Petit aparté sur comment ça fonctionne, au fait, un vinaigre.
Pour faire du vinaigre, c’est très simple : il faut de l’alcool, des bactéries et une température propice. Partant d’épluchures (ou de tout autre déchet, ou de fruits / fleurs) il faut donc faire une double fermentation : une fermentation alcoolique (transformation du sucre en alcool) et une fermentation acétique (transformation de l’alcool en acide acétique). Les bactéries vont former à la longue à la surface ce qu’on appelle une mère, une masse gélatineuse qui va flotter en surface tant qu’elle est active et se déposer au fond quand elle ne le sera plus. On peut la prélever - active - et l’utiliser pour lancer d’autres vinaigres. Au bout de quelques semaines, quand le vinaigre est prêt, il suffira de le filtrer, de le mettre en bouteilles bien bouchées et de le conserver à l’abri de la lumière dans un endroit sec.
Revenons à mes moutons qui sont des pommes
Un bon kilo et demi de fruits m’attendaient dans la corbeille, pas loin de faire la gueule. Et j’ai pelé, pelé 4, utilisé la chair pour faire une compote, et gardé précieusement épluchures et trognons. Partant de là, I*nternet m’offrait plusieurs choix 5 : bien laver ces restes ou pas. J’ai choisi d’appliquer une méthode rigoureusement scientifique et flemmarde : ne rien faire.

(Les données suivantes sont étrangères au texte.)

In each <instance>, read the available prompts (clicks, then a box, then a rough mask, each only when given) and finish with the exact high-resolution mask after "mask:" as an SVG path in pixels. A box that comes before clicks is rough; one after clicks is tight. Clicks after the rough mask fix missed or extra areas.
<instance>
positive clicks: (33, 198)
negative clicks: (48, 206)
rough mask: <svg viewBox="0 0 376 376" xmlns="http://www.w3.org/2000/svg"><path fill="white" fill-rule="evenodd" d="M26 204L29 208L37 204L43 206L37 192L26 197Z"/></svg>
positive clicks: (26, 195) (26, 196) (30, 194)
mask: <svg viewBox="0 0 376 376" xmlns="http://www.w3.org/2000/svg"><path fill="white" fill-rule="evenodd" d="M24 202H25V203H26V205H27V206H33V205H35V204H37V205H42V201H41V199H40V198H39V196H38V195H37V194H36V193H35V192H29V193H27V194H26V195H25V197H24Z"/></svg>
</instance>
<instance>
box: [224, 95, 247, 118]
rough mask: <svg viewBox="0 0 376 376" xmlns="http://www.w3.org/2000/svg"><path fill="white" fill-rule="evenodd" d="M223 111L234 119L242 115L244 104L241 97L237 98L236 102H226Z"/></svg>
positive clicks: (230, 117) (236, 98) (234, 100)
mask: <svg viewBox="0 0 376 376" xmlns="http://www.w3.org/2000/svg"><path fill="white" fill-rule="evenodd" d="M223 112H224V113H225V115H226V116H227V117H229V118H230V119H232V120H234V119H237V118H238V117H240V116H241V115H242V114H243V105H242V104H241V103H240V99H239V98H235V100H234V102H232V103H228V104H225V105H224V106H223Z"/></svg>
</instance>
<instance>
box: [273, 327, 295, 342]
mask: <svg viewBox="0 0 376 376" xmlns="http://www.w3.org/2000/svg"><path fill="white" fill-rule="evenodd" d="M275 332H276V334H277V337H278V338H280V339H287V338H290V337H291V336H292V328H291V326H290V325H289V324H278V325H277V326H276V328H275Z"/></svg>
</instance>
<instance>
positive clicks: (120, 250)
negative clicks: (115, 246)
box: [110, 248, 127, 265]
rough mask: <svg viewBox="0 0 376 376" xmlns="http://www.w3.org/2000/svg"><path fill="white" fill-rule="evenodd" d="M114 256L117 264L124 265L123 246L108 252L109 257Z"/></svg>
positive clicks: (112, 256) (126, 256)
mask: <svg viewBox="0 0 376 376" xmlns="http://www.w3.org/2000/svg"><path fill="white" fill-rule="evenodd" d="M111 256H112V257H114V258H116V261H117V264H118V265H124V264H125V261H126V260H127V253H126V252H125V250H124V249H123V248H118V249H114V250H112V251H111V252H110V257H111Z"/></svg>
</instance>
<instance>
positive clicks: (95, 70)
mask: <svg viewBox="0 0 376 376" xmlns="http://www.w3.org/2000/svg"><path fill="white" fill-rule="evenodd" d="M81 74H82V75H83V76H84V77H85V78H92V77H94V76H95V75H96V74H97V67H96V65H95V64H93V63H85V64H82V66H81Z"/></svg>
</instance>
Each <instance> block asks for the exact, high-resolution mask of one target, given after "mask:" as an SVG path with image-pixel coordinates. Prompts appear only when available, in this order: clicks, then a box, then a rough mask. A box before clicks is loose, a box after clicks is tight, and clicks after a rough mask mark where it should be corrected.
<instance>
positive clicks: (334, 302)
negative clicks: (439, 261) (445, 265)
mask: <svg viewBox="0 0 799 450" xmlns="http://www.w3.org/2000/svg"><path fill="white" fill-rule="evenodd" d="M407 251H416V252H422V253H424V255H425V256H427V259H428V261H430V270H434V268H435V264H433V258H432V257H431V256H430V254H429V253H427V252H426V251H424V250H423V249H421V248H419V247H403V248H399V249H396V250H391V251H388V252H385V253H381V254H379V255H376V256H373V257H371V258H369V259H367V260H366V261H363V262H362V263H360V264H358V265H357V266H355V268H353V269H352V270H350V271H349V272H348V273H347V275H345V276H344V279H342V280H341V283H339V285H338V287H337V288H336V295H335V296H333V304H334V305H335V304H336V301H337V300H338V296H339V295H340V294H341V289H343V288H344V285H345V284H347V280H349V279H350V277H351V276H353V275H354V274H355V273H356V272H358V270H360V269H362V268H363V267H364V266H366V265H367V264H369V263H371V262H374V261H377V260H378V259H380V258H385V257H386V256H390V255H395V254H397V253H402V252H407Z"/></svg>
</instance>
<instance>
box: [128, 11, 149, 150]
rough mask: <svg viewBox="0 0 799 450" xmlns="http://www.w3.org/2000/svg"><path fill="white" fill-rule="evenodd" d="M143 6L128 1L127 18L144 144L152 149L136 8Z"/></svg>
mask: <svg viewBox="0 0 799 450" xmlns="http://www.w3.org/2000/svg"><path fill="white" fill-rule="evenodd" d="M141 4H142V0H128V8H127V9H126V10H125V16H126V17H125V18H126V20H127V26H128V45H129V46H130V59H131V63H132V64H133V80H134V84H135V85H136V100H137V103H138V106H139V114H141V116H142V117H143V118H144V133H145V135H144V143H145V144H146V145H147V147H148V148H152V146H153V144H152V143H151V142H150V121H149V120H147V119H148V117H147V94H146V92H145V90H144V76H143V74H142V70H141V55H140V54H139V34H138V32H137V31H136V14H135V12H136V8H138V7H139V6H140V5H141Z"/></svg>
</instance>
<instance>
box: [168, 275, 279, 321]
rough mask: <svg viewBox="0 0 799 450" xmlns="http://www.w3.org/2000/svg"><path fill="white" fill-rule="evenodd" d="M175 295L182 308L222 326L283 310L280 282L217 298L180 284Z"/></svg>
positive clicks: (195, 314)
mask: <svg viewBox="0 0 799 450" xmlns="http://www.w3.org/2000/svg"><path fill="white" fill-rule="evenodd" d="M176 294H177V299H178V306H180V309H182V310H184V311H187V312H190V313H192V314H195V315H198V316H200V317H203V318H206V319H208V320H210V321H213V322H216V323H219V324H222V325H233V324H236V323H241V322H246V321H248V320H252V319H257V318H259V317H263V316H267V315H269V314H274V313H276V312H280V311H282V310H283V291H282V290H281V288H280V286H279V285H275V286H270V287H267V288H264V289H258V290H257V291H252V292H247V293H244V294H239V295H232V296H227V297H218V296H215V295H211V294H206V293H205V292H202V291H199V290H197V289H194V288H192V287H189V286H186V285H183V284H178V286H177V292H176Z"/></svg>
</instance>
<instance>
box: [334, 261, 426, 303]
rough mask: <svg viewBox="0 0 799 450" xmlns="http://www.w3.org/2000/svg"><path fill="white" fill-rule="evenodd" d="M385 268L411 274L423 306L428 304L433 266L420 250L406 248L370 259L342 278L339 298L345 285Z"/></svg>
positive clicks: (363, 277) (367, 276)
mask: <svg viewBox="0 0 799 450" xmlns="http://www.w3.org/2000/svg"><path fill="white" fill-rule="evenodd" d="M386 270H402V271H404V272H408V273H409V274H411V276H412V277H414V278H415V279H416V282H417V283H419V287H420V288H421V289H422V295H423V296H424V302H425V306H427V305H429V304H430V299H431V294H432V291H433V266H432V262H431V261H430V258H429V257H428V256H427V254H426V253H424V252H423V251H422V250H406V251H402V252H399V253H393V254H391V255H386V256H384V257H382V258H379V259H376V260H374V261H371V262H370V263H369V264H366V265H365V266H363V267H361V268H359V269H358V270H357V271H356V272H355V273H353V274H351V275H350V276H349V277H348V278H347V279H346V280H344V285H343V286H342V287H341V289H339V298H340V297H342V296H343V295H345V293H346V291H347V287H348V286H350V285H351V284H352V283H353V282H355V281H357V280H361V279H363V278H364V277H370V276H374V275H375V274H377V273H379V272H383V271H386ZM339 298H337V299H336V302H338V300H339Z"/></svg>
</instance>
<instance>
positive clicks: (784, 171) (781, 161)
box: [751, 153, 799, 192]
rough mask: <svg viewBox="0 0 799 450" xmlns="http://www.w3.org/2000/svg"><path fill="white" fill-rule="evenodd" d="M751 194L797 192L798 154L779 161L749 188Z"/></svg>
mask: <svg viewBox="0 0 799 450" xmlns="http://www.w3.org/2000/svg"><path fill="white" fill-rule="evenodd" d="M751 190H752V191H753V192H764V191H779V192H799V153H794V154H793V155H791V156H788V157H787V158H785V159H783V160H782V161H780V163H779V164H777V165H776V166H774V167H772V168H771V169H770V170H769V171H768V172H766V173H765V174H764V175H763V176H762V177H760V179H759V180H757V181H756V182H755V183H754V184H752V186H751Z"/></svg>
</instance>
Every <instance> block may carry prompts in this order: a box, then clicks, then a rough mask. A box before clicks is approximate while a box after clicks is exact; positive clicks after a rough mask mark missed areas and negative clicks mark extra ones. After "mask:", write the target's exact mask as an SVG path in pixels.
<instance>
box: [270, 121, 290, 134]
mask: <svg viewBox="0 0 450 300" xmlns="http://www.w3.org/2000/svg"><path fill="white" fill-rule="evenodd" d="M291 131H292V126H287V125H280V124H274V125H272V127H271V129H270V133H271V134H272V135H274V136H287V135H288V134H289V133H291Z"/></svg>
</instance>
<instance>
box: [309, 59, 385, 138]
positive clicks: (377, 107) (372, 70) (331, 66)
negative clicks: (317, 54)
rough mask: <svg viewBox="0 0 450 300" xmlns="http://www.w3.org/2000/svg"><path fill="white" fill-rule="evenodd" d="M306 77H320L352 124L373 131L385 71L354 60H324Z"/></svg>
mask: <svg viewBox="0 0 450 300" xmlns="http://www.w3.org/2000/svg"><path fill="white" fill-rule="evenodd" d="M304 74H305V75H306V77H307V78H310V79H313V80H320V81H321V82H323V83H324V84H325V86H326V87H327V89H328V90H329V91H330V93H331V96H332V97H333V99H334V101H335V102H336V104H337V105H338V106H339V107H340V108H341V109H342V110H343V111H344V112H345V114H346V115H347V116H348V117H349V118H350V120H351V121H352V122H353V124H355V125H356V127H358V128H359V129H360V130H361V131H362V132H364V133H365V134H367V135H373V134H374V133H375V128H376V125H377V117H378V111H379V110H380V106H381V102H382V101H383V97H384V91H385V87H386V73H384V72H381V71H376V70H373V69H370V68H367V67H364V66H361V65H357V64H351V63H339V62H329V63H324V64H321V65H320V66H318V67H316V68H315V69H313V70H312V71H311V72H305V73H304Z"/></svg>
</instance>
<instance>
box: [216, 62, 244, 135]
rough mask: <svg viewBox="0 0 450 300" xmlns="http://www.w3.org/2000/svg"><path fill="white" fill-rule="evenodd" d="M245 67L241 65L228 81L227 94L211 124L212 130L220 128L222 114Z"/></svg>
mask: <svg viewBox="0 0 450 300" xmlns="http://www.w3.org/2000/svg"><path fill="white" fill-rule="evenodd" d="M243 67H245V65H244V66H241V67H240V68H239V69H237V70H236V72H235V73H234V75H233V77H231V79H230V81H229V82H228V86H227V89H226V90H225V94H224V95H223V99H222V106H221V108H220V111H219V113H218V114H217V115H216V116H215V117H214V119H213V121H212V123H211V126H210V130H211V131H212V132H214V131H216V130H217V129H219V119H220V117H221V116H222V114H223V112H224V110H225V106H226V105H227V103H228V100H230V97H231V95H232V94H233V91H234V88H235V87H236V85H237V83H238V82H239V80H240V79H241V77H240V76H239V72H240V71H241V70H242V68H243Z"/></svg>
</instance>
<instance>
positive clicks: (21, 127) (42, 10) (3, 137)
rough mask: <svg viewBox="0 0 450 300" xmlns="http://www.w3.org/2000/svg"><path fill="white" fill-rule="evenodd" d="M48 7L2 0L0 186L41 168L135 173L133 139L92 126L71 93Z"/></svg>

Si on veut que les levures - qui sont normalement présentes naturellement sur les fruits, et la peau 6 agissent, on ne va pas les contrarier, voire les éliminer en les rinçant. Donc j’ai mis mes épluchures en pots (500 g environ), j’ai ajouté de l’eau (un bon 1.2 L), du sucre (200 g) et une petite tasse de vinaigre de cidre bio. J’ai couvert le pot d’un linge 7, je l’ai mis dans un coin dans la cuisine et j’ai attendu. Il a fallu moins de vingt-quatre heures pour que la fermentation démarre, ça peut être un poil plus long, patience ! Les bulles, toutes petites sont vite devenues plus grosses et impétueuses 8, au bout de 10 jours, c’était calmé. J’ai alors filtré pour ne garder que le jus, qui était bien trouble. Après presque un mois, ça a bien décanté, et surtout une mère a commencé à apparaitre ! Satisfaisant au-delà du possible.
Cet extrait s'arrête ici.